If some content is okay, and other content is not okay, who will be the arbiter of that? Who will be the master curator? I don’t want to be that person, but I don’t want anyone else to be that person either. I’m not going to trust anyone that positions themselves as qualified to become the arbiter or curator of others’ ideas. 

Although books can be banned, nobody has figured out a way to ban thought (yet). The ideas are out there, spoken or unspoken. They aren’t going away, but they aren’t being brought into the solutioning process either. 

If you ban a book, I want to know why. If you think a book is so powerful that I shouldn’t read it, I need to know what’s inside that cover. If you tell me an opinion can’t be voiced, I want to know why. I want to know more about the perspective and the experience behind your opinion. 

It is an unfortunate reality that sometimes it hurts to hear the truth.
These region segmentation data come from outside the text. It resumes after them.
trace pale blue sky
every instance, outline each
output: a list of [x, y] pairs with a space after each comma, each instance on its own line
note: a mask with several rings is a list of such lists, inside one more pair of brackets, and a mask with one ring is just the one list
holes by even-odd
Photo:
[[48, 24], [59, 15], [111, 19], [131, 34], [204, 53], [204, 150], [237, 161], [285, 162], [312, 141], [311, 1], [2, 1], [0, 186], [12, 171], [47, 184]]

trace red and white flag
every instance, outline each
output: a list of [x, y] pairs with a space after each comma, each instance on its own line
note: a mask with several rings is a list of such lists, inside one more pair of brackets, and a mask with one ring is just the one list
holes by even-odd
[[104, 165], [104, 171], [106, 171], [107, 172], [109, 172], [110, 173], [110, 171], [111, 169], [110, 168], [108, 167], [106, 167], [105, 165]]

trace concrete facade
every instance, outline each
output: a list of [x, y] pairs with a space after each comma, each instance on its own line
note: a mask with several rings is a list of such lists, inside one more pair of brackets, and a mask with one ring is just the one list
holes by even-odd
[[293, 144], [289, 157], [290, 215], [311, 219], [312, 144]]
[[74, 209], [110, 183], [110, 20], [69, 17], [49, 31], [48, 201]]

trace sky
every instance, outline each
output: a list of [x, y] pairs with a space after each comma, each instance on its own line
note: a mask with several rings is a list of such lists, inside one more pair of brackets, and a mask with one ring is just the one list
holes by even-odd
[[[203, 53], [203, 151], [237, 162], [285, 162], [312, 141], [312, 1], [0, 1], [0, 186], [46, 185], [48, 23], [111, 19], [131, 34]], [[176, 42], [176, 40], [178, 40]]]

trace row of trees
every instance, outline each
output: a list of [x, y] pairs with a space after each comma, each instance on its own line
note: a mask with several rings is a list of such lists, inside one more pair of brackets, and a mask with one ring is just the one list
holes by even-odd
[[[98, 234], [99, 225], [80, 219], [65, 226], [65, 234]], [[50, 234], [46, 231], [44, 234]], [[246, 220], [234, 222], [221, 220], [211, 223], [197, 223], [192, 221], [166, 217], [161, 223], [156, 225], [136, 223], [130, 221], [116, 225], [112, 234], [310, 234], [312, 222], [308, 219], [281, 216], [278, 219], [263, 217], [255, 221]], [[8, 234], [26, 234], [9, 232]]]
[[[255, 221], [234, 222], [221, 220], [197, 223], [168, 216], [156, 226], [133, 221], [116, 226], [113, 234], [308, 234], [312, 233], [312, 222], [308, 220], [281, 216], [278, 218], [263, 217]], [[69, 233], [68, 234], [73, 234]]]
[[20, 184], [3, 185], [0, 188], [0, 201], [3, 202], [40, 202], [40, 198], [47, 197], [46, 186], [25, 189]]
Leaving it unspoken doesn’t make it any less true, it just prevents everyone from acknowledging it, and processing it, and healing and then moving on.

Saturday, October 7th is Let Freedom Read day. Mark it by broadening your horizons. Read a banned book. Turn on a news station you usually disagree with. Take a step outside of yourself and leave your comfort zone behind.

Some content is lousy, and some of it is hurtful, and some will make you very uncomfortable. That is the power of words. Better to face them head on and keep going than to hide them from sight.